Ecco come ricostruisce le cose Dante Di Marco, l’imprenditore che ha vinto il primo sub appalto per la ricostrizione dell’Aquila: “Ho presentato una regolare domanda per accreditarmi ai lavori di Bazzano e sono entrato nel consorzio di imprese, che cosa c’è di tanto strano?”. A proposito dei suoi vecchi soci siciliani ricorda: “Quella gente io nemmeno la conoscevo, mi ci sono ritrovato in società così, per fare il mio lavoro di movimento terra”. E consiglia: “Chiedete in giro chi è Dante Di Marco, tutti diranno la stessa cosa: uno che pensa solo a lavorare con tutti quelli che vogliono lavorare con lui”.

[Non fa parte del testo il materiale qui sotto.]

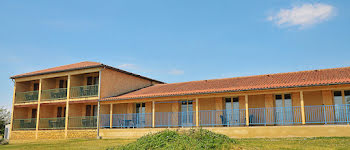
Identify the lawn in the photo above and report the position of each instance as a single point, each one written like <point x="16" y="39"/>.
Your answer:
<point x="280" y="143"/>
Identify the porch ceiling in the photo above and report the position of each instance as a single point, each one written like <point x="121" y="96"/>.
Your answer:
<point x="259" y="82"/>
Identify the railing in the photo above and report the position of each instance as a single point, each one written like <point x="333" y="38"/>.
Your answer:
<point x="52" y="123"/>
<point x="54" y="94"/>
<point x="82" y="122"/>
<point x="134" y="120"/>
<point x="275" y="116"/>
<point x="84" y="91"/>
<point x="175" y="119"/>
<point x="25" y="97"/>
<point x="24" y="124"/>
<point x="231" y="117"/>
<point x="327" y="114"/>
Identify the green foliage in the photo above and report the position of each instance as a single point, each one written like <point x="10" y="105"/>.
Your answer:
<point x="175" y="140"/>
<point x="4" y="119"/>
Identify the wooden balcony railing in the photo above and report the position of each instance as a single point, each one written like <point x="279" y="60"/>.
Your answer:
<point x="84" y="91"/>
<point x="25" y="97"/>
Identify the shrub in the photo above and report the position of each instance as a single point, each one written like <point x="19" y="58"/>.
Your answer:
<point x="175" y="140"/>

Proprio con tutti. Dante Di Marco ha una piccola impresa, tanti lavori e tantissimi amici in Abruzzo. È entrato in società non soltanto con i siciliani amici di Ciancimino ma anche con Ermanno Piccone, padre di Filippo, senatore della repubblica e coordinatore regionale del Pdl. Sono insieme dal 2006 – e con loro c’è pure il parlamentare del Pdl Sabatino Aracu, sotto inchiesta a Pescara, accusato di avere intascato tangenti per appalti sanitari – nella “Rivalutazione Trara srl”, quella ha comprato alla periferia di Avezzano 26 ettari di terreno e un antico zuccherificio per trasformarlo in un termovalorizzatore. Fili che si mescolano, finanziamenti, compartecipazioni, una ragnatela. E appalti. Come quello di Bazzano, l’opera prima della ricostruzione. Per il governo Berlusconi è la splendente vetrina del dopo terremoto in Abruzzo. Per Dante Di Marco da Carsoli, socio dei soci dei Ciancimino, era un’occasione da non perdere.